L' Achille dei «Canti» - Un famoso titolo leopardiano, Idilli, come leggerlo, evitando, a proposito dell'Infinito, mistificazioni tuttora pronte a riproporsi? E in che senso la Saffo di una canzone di Leopardi è un'allieva di Achille? E a proposito delle Ricordanze: proviamoci a rileggere questo «poema lirico» del ritorno a casa non dimenticando la memoria leopardiana appunto del ritorno: un gran tema, secondo Giacomo, anzitutto della lirica delle origini, e dopo, subito dopo, dell'epos. E, mettiamo, Stesicoro, un antenato quasi muto per noi, perché c'entra parecchio con le suddette Ricordanze? O più in generale: come immagina, sente, pensa, canta il poeta dei Canti? Sono molte le domande cui si dà una risposta nuova e coraggiosa, in questo libro. Pescando sempre in profondo; incontrando di continuo i Greci, l'Inizio. E, d'altra parte, non pochi sono i personaggi della prima modernità narrativa che nel libro si danno convegno: da Rousseau a Werther, a Chateaubriand.
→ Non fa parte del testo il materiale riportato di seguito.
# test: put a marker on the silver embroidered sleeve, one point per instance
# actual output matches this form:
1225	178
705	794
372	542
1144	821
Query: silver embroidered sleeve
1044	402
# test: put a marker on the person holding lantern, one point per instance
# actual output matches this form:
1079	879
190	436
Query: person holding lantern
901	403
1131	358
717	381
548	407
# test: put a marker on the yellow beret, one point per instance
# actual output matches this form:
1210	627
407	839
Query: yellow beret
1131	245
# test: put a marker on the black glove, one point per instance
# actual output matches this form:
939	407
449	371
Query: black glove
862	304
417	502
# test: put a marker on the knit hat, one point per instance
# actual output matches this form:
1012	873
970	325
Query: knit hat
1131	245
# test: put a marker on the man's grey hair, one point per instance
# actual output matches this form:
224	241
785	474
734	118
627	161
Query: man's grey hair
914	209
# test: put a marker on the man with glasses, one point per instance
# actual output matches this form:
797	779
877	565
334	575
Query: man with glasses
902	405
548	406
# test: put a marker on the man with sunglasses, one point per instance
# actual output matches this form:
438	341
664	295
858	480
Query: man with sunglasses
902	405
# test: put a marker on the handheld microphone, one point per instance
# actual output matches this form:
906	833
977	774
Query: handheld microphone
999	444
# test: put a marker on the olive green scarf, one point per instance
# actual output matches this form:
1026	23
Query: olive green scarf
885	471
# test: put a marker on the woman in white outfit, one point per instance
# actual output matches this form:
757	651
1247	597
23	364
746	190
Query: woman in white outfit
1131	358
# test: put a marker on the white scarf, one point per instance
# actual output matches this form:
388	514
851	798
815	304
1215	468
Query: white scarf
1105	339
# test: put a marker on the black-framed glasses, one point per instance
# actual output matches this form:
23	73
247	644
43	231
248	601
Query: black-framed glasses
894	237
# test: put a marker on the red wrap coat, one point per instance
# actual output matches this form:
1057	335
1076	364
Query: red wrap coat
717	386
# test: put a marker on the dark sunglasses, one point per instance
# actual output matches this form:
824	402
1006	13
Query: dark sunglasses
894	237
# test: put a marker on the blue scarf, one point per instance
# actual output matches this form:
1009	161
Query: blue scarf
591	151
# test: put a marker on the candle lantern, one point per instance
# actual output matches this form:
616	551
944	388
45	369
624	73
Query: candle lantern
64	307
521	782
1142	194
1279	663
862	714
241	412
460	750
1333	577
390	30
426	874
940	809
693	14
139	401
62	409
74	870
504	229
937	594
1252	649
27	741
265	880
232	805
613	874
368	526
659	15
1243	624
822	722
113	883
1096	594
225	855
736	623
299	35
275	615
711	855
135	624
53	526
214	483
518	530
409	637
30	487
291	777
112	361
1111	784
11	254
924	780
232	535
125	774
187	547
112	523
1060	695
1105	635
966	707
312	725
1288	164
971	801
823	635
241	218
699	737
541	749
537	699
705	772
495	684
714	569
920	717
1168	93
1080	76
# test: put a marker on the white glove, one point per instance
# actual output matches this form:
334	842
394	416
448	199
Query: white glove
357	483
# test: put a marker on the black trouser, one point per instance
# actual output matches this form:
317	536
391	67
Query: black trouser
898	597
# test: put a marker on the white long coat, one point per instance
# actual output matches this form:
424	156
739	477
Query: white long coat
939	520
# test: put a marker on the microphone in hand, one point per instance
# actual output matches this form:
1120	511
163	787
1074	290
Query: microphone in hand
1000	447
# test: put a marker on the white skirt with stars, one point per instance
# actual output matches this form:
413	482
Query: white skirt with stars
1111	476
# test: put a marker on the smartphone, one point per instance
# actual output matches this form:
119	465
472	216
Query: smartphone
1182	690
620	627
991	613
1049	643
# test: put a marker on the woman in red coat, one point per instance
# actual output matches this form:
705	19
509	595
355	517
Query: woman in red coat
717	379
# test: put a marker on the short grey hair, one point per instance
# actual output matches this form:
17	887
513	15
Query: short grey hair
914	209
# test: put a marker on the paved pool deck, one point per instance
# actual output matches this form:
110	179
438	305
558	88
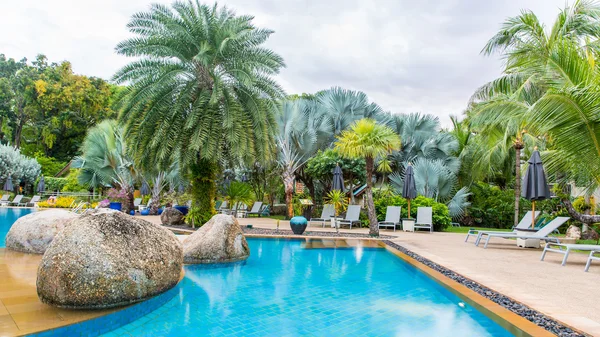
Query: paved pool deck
567	293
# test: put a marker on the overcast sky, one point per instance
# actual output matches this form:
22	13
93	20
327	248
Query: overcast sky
406	55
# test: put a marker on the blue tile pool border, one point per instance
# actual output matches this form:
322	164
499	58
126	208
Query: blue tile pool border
114	320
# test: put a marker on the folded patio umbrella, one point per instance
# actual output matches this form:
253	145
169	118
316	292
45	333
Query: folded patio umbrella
41	185
535	186
409	189
338	179
145	189
8	185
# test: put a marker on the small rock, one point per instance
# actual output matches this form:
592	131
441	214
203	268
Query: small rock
573	232
171	217
220	240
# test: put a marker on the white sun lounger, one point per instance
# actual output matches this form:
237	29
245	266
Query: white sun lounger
524	223
326	214
541	234
392	217
591	258
566	248
424	218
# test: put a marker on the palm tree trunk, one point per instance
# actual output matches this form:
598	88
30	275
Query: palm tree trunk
204	188
518	146
373	226
288	183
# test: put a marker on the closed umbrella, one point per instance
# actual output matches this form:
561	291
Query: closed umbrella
338	179
8	184
535	185
41	185
409	189
145	189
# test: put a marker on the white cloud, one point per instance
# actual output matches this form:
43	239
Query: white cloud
406	55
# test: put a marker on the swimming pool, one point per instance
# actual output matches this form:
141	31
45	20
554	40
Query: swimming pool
288	288
8	215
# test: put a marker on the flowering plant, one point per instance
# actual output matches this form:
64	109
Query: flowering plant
104	203
116	195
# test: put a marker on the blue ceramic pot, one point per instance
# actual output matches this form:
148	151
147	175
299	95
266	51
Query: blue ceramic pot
298	224
116	206
182	209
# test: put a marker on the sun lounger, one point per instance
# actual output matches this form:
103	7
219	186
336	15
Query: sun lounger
424	218
541	234
392	217
591	258
34	200
255	210
326	214
524	223
352	216
17	200
565	249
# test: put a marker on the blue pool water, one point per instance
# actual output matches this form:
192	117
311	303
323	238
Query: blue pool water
284	289
8	216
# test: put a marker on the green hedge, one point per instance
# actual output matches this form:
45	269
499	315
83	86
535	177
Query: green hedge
441	217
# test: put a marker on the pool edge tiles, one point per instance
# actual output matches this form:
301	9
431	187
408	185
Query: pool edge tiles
113	320
511	321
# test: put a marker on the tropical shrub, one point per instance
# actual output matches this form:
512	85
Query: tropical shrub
61	202
50	166
20	168
72	183
441	217
55	184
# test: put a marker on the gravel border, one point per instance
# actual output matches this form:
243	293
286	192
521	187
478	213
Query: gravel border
522	310
288	233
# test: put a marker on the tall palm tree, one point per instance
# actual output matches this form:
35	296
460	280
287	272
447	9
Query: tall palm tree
105	160
370	140
201	90
504	104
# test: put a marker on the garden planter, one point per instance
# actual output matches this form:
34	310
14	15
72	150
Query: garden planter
298	224
182	209
116	206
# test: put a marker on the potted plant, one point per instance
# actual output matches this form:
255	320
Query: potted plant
183	203
116	198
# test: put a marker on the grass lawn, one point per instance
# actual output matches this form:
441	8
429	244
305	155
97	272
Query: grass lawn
465	229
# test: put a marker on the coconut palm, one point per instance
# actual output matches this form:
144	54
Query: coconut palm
500	108
370	140
105	161
201	90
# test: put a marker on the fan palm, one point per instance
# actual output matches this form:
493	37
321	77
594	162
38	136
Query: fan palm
105	161
201	90
367	139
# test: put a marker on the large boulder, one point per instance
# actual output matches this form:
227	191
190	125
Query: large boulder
106	260
34	232
220	240
573	232
171	216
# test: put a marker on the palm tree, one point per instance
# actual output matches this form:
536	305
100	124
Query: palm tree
201	91
501	107
105	160
367	139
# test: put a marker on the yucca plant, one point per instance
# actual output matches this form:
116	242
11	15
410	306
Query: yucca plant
201	90
370	140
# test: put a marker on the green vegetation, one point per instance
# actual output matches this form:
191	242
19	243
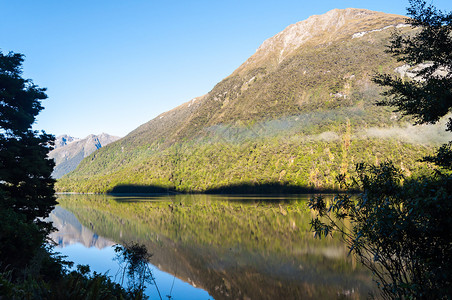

Ma è ad Achille che Leopardi guarda di continuo. E noi siamo invitati a farlo con lui. Diceva Hölderlin che Achille è l'enfant gâté della Natura. Giacomo, l'escluso, invece, come la sua Saffo, dalla Natura, non può appassionarsi a quella figura che conosce egualmente l'affetto, l'amore e la ferocia, se non dall'infinita distanza del desdichado. Eppure non cessa di rispecchiarsi in «quella singolarità», che, come Napoleone coi francesi, «c'innamora». In quella morte giovane e, splendido nodo, nella consapevolezza che l'accompagna: da, ha detto Goethe, «uomo compiuto». Tra gli eroi di Omero, per esempio, un ascolto significativo spetta, nei Canti, pure a Odisseo-Ulisse. Però, per tracce inequivocabili, dall'Infinito all'Ultimo canto di Saffo, da A Silvia alle Ricordanze, ad A se stesso e oltre, Leopardi torna e ritorna soprattutto ad Achille. E a coloro che si commuovono per lui, o, in un'avvolgente coralità epica, dialogano con lui: Teti, la madre divina, o Patroclo, Ettore, Fenice, o i suoi cavalli. Segue il controcanto (privilegiati gli anni 1750-1840 circa) di sedici immagini, per la maggior parte legate al tema-Achille.